Kabar24.com, JAKARTA — LBH Masyarakat mengkritik keterlibatan Badan Narkotika Nasional (BNN) dalam pengungkapan kasus paracetamol caffeine carisoprodol atau PCC.
Seperti diketahui, BNN melakukan penindakan dugaan penyalahgunaan PCC di Semarang pada Minggu (3/12/2017).
Yohan Misero, analis Kebijakan Narkotika LBH Masyarakat mengatakan BNN semestinya tidak terlibat dalam, apalagi memimpin, operasi tersebut mengingat badan itu hanya berwenang untuk mengurusi narkotika dan dan secara hukum karena PCC bukanlah narkotika.
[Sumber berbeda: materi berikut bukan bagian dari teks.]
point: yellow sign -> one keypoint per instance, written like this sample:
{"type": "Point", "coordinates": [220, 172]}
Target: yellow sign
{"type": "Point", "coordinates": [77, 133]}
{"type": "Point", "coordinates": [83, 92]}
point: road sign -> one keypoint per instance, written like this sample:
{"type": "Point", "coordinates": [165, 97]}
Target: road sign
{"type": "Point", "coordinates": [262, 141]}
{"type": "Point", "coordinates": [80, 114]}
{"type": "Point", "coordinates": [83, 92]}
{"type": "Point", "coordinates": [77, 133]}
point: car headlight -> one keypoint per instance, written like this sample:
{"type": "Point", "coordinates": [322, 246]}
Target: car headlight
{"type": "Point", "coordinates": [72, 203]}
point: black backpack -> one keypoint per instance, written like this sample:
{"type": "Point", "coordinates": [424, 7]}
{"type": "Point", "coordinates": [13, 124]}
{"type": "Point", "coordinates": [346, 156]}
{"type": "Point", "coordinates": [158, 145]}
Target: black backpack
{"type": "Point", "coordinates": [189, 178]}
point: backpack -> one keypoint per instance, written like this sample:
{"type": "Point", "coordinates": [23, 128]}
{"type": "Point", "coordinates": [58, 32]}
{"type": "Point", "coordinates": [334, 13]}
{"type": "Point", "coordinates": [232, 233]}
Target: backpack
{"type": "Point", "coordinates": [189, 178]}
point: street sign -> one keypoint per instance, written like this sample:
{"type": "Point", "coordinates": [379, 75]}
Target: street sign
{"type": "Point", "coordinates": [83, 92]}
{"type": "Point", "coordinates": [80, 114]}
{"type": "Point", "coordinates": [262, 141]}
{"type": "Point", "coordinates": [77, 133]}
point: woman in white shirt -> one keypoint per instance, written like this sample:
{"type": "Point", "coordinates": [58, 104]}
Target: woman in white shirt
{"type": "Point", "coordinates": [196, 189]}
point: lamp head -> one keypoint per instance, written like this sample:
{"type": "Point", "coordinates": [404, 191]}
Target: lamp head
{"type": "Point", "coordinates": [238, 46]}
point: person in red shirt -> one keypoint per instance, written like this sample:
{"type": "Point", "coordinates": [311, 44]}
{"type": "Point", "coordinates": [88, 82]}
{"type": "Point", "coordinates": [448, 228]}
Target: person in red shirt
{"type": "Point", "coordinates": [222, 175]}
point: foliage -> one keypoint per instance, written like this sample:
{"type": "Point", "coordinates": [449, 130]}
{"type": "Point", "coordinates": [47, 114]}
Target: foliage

“Pasal 70 huruf b UU No.35/2009 tentang Narkotika menyebutkan bahwa tugas BNN adalah memberantas peredaran gelap Narkotika dan Prekursor Narkotika. Di sisi lain, Pasal 1 angka 1 UU Narkotika menyebutkan bahwa “narkotika adalah zat atau obat yang berasal dari tanaman atau bukan tanaman, baik sintetis maupun semisintetis…yang dibedakan ke dalam golongan-golongan sebagaimana terlampir dalam aturan ini,” ujarnya, Senin (4/12/2017).
Dia mengatakan, merujuk pada sejumlah peraturan di atas, semestinya BNN hanya mengerjakan kasus yang zatnya memang sudah disebut dalam lampiran UU Narkotika. Lampiran UU Narkotika yang terakhir, yakni Peraturan Menteri Kesehatan Nomor 41 Tahun 2017, tidak mencantumkan PCC di dalam zat yang dilarang.
LBH Masyarakat, lanjutnya, memandang bahwa elemen penegak hukum yang lebih tepat, secara hukum, untuk mengurusi persoalan PCC ini adalah Kepolisian Republik Indonesia (Polri).
Kasus ini lebih tepat dikenakan dengan Pasal 196 dan/atau Pasal 197 UU Nomor 36 Tahun 2009 tentang Kesehatan yang melarang produksi dan peredaran sediaan farmasi yang tidak memenuhi standar kualitas dan tanpa izin edar.
Polri berwenang untuk menyelesaikan perkara di UU Kesehatan sedangkan BNN tidak memiliki kewenangan tersebut. Wewenang BNN terbatas pada UU Narkotika saja.
BNN, lanjutnya, hanya berwenang untuk menangani hal ini apabila ada kandungan zat-zat narkotika atau prekursor yang sudah terdaftar dalam Permenkes 41/2017 di dalam sampel pil-pil yang menuntun BNN ke pengungkapan ini atau di dalam pil-pil yang di dapatkan dalam upaya penggebrekan ini.
Apabila situasinya memang demikian, LBH Masyarakat mengimbau pada BNN maupun rekan-rekan media untuk tidak memakai terminologi pil PCC dalam reportase kasus ini.
“Bagaimanapun juga, PCC merujuk pada satu obat tertentu yang, meski tak lagi beredar di Indonesia, digunakan untuk pemulihan beberapa jenis penyakit. Sungguh tidak bijak apabila obat yang memiliki potensi manfaat medis justru distigma sebagai hal yang meracuni masyarakat dan kemudian didramatisir secara berlebihan. Beberapa liputan, ahli, dan pemeriksaan juga telah menyebut bahwa pil-pil yang ditemukan di Kendari pada insiden beberapa waktu lalu juga tidak murni PCC atau bahkan bukan PCC sama sekali,” katanya.
LBH Masyarakat, katanya, mendukung penuh upaya penghentian peredaran obat-obatan ilegal. Namun dalam melakukan upaya pemberantasan, penegak hukum tetap perlu mempertimbangkan aspek hak asasi manusia dan ketentuan hukum.
“Jangan sampai kasus dan temuan sepenting ini kemudian tidak dapat diproses lebih jauh karena persoalan pelanggaran hukum acara. Tentu kita tidak mau persoalan pajak kita diurus oleh Satpol PP. Kita juga tidak mau persoalan imigrasi kita diurus oleh militer atau KPK, bukan? Konstitusi Indonesia jelas menyebut bahwa Indonesia adalah negara hukum. Kita harus hormati hal itu untuk semua urusan, termasuk narkotika dan obat ilegal,” pungkasnya.